The building has also shown itself to be structionally sound. As of this writing the building on the cover is 84 years old and there are no sways in the roof or walls even though it has had no maintenance since 1950. Most of the reason for this continued sturdiness was the substantial foundation and the well-braced roof trusses similar to those used in construction today rather than just using plain rafters.

The Department’s expectation that the school was to be built without incurring any indebtedness means that the trustees had to be both frugal and creative.  So rather than pouring a concrete foundation, the trustees utilized rocks, which were plentiful, held together by concrete for the foundation.  Building a traditional log school was out of the question since the trees in that area were not tall enough to yield logs of sufficient length.  The ingenuity of the builders was evident when they decided to use shorter logs in 8x10 panels for the walls separated by vertical logs.  When assembling these panels, they made sure the exterior walls were flat with no protruding logs so that in the future the walls could be sided with spruce lumber.  The walls were plastered externally and internally with a clay/straw mixture.  The inside logs were totally covered with plaster so that no logs protruded while the outside logs were plastered just to fill the joints. To save costs, kalsomine, a chalklike white substance made of lime, was used to paint the internal walls and ceiling while beaver board, a hardboard made of pressed paper painted black was used for blackboards.

Another stroke of ingenuity was to place the chimney at the opposite end of the school to the potbelly stove. This resulted in the stove pipes running the full length of the ceiling, thus maximizing the heat from the stove.

The government grants were sufficient to buy the lumber for the floor joists and flooring, the ceiling, the roof trusses, the doors and the window framing.  The lumber was usually donated by ratepayers or purchased from the mills in the Porcupine Forest Reserve, thereby avoiding the retail mark-up.  Although the amount of other construction grants are not known, the startup grant of $66.66 amounts to $1200.00 in today’s dollars, a fair amount of purchasing power.

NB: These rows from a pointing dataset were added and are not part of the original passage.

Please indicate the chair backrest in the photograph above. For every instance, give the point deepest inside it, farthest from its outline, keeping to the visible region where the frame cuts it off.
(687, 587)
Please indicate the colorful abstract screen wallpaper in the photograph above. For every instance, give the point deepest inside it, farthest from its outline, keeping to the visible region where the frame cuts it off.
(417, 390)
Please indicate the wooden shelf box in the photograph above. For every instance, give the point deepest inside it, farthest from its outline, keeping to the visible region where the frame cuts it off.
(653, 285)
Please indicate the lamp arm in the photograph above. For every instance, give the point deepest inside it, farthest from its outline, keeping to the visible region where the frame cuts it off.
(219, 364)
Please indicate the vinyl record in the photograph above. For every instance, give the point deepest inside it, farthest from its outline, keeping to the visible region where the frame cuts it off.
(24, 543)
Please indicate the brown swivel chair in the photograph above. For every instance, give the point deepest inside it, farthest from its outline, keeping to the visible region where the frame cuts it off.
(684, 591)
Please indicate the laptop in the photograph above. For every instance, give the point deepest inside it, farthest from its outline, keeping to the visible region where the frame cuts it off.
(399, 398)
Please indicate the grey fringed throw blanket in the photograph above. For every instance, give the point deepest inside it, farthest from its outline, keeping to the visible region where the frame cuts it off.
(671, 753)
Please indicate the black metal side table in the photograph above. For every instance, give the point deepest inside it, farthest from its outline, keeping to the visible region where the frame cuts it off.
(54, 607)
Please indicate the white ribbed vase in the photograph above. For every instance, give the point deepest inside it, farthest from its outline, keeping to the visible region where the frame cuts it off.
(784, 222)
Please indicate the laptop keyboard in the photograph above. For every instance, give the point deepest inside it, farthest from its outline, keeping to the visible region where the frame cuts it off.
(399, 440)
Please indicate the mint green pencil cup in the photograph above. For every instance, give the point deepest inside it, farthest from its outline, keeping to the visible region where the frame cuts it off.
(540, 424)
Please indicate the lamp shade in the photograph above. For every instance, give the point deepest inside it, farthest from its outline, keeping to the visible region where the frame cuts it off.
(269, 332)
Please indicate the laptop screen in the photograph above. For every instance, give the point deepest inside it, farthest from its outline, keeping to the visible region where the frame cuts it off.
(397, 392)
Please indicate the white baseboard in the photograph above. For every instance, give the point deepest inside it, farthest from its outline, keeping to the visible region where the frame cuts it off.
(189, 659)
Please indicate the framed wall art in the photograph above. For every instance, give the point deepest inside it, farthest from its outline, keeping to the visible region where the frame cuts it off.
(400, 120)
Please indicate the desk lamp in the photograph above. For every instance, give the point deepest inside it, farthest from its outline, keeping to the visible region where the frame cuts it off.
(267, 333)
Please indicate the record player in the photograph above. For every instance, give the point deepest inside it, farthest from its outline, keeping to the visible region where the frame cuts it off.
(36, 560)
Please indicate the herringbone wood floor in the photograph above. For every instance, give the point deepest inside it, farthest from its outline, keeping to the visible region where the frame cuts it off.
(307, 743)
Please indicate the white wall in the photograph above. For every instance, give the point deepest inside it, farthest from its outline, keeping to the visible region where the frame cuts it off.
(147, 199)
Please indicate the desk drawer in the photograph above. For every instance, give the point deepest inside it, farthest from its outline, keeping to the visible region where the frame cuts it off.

The desks were made out of hand-planed two-inch planks.  The original builder of the desks, Ludwig Kattler, procrastinated to the point were the board passed a motion that John Sokolowski remove the lumber and materials from Mr. Kattler because he “has had same for the past six months and does not seem capable of finishing the work”(November 26, 1935). The desk materials were taken to Alf Mitchell and Wm. Joss who finished the job.

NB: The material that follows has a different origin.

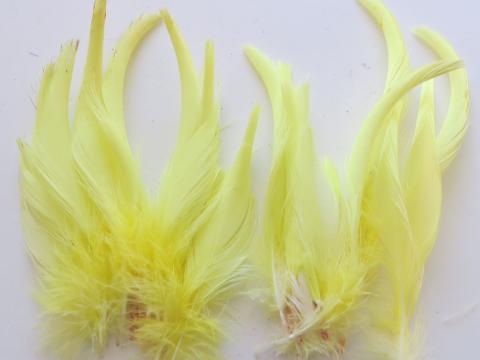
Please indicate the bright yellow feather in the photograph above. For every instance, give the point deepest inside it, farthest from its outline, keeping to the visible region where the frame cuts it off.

Construction was finished by early winter 1935, although there was a bit of a hold up in construction after some of the windows were stolen.  The board contacted R.N.W.M.P. (Royal North West Mounted Police) on November 26th, 1935, but were told by the constable just before Christmas ”nothing can be done until something more definitive turns up”, even though the residents had told the police that they suspected the installer.

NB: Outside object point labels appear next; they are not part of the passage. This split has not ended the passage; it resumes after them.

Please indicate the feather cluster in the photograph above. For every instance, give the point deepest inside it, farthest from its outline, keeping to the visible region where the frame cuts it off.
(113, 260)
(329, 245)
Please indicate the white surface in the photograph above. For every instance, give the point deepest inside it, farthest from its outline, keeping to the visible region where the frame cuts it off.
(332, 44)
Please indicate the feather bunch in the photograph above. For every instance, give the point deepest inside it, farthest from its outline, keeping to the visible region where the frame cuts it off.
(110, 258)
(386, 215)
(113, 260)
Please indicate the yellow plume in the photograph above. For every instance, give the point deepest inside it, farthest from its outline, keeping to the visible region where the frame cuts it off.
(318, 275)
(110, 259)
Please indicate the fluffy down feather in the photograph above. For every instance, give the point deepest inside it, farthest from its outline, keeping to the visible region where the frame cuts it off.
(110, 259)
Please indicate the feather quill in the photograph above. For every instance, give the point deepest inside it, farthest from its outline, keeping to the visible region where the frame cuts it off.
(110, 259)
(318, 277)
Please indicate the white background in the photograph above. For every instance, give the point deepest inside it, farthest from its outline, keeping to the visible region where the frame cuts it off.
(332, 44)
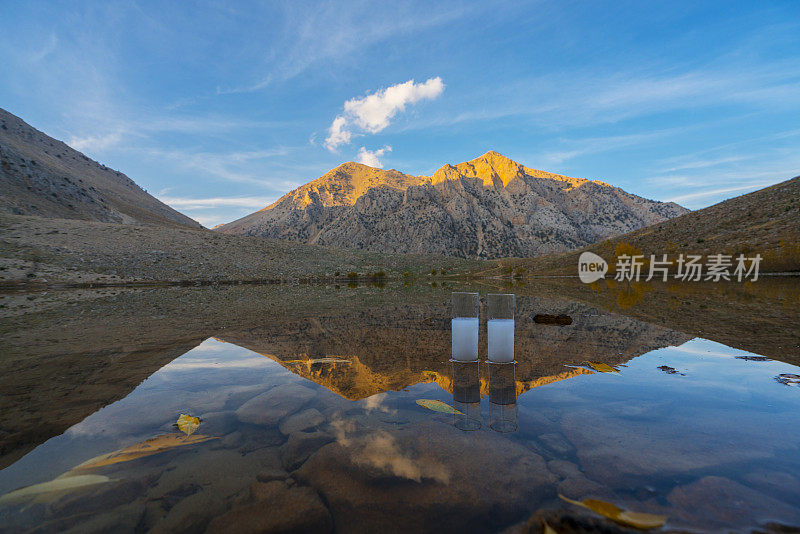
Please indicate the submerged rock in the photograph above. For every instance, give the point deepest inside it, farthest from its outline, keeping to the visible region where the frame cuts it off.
(426, 478)
(559, 320)
(275, 507)
(300, 446)
(717, 502)
(301, 421)
(272, 406)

A teacher, Mrs. Helen Cook, was hired on February 27th at a salary of $350 for the school term with an advance for board and lodging.  While Mrs. Cook lived with Hemricks which was a mile away from the school, others choose to live with Kattlers about ¾ mile from the school or with Clarks, a stone’s throw from the school. The school opened on March 4th, 1935 since it was common practice for boards in those days to set the school year from March until the end of November thus missing the two coldest months of the year.  To facilitate the school opening Dad lent the school a table suitable for the teacher’s desk while Grandpa loaned a grandfather clock.

The sixteen students in the first Arden Leigh class were Joe and Cecile Bourget; Daisy, Peter, Louis and Margy Kattler; Dorothy, Lillian & Helen Mitchell, Ruth and June Sundberg: Elsie, Evelyn, Verna and Marie Gugins and Violet Oxford.